Jean Calas tué par l’intolérance religieuse

Ça s'est passé un 

10 Mars 1762

Près de deux siècles après les massacres de la Saint-Barthélemy, les persécutions contre les protestants étaient certes moins violentes que pendant les guerres de religions, mais elles n’avaient pas cessé. L’intolérance religieuse se réveillait au moindre prétexte. Sous le règne de Louis XV, les réformés de sexe masculin surpris alors qu’ils participaient à des cultes clandestins dits « au désert » étaient envoyés aux galères pendant que les femmes étaient jetées en prison et leurs filles enfermées dans des couvents. Les enfants nés dans les familles « hérétiques » n’avaient pas droit à l’état-civil. Le parlement de Toulouse se distingua de la pire façon contre la religion minoritaire. En février 1762, le pasteur François Rochette et trois nobles protestants, les frères Henri, Jean et Joachim Grenier, furent condamnés à mort. Les juges reprochaient au premier d’avoir pratiqué le culte interdit en cachette ; les seconds étaient accusés de « crime de sédition » pour avoir tenté de libérer le pasteur emprisonné. Le 19 février 1762 Rochette fut pendu et les frères Grenier décapités, place du Salin à Toulouse. Au même moment, la population était hystérisée par l’affaire Calas qui concernait une famille de drapiers protestants. Le 13 octobre 1761, le calviniste Jean Calas découvrit son fils Marc-Antoine pendu dans une pièce du magasin. Il le détacha et alerta les autorités. Il affirma que le crime avait été commis par un inconnu, pour éviter que la dépouille de son fils fût trainée dans les rues par un cheval avant d’être jetée dans une fosse commune, un sort alors réservé aux suicidés. 
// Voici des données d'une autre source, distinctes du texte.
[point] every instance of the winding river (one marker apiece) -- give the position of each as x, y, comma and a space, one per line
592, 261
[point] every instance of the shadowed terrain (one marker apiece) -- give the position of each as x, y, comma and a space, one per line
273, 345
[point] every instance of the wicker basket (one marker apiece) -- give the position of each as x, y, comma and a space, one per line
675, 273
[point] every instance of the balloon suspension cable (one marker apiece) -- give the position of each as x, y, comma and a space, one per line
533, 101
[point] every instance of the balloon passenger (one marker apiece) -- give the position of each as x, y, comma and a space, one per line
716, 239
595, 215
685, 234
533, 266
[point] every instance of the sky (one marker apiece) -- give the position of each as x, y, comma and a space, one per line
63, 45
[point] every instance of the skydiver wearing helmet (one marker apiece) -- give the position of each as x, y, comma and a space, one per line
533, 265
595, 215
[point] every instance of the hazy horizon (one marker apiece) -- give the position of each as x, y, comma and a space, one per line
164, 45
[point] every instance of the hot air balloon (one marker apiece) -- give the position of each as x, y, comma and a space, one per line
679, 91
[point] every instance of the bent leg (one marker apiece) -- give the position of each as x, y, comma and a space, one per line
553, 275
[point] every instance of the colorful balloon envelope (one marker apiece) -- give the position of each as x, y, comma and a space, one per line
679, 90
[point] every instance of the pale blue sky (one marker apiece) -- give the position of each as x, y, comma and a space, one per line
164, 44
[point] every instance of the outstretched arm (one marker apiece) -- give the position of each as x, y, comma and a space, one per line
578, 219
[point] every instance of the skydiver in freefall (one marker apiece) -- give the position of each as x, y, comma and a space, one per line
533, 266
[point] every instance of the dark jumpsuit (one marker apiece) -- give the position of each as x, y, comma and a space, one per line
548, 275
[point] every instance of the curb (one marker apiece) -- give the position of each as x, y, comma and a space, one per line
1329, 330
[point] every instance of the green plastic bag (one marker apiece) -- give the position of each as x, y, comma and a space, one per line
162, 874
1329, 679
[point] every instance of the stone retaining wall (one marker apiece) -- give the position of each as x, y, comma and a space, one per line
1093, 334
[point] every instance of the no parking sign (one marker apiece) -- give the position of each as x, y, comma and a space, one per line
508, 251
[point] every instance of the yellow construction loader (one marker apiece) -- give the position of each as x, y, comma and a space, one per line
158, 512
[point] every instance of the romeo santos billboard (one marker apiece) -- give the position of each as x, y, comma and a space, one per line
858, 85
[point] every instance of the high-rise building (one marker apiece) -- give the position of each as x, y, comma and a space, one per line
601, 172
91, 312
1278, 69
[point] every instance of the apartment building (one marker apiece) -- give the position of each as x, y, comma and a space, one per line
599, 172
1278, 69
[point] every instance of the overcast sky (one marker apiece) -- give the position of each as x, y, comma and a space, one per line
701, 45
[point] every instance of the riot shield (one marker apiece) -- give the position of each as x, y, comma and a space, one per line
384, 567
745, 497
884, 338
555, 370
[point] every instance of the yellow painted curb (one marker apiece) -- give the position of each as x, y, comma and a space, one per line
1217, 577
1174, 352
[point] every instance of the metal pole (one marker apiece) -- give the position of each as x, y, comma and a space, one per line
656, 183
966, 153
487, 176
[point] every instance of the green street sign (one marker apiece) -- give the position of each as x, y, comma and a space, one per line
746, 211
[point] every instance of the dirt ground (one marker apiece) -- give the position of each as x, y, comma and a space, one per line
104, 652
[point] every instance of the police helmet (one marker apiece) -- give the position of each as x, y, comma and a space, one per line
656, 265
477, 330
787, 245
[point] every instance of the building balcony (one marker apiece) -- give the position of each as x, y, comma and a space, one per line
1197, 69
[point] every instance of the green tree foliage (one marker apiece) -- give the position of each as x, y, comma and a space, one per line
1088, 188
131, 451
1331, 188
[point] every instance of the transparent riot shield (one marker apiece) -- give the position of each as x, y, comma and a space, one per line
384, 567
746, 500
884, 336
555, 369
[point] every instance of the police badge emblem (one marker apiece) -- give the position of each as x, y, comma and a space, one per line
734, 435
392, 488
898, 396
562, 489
Les médecins arrivés sur les lieux conclurent à une mort par strangulation. Jean Calas confirma qu’il avait menti pour pouvoir enterrer dignement son fils. Mais bientôt, une rumeur se répandit dans la ville : le protestant Jean Calas avait assassiné Marc-Antoine avec la complicité de la famille parce que son fils souhaitait se convertir au catholicisme. L’Eglise donna foi aux affirmations du peuple en accordant au défunt le statut de martyr et en organisant des funérailles solennelles suivies par des milliers de personnes. Le procès de la famille Calas fut suivie par une foule rendue haineuse par l’intolérance religieuse. Faute de preuves suffisantes et d’aveux du présumé coupable, les juges décidèrent que les ouï-dire compteraient pour un quart de preuve et les ragots pour un-huitième. En totalisant ces « indices », ils conclurent à la culpabilité de Calas, malgré ses dénégations. Douze des treize magistrats le condamnèrent à être roué vif. Le 10 mars 1762 la sentence fut appliquée place Saint-Georges. Dans le but de lui faire avouer son crime, le nom de ses complices et les circonstances de l’assassinat on lui fit subir au préalable la question ordinaire et extraordinaire. Jean Calas continua à clamer son innocence sous la torture. Le bourreau lui rompit alors les quatre membres. On le laissa agoniser pendant deux heures. Par mesure spéciale, on abrégea ses souffrances en l’étranglant. Sa dépouille fut brûlée. La femme de Calas fut acquittée. Ses deux filles furent enfermées dans un couvent et son fils Pierre banni du royaume.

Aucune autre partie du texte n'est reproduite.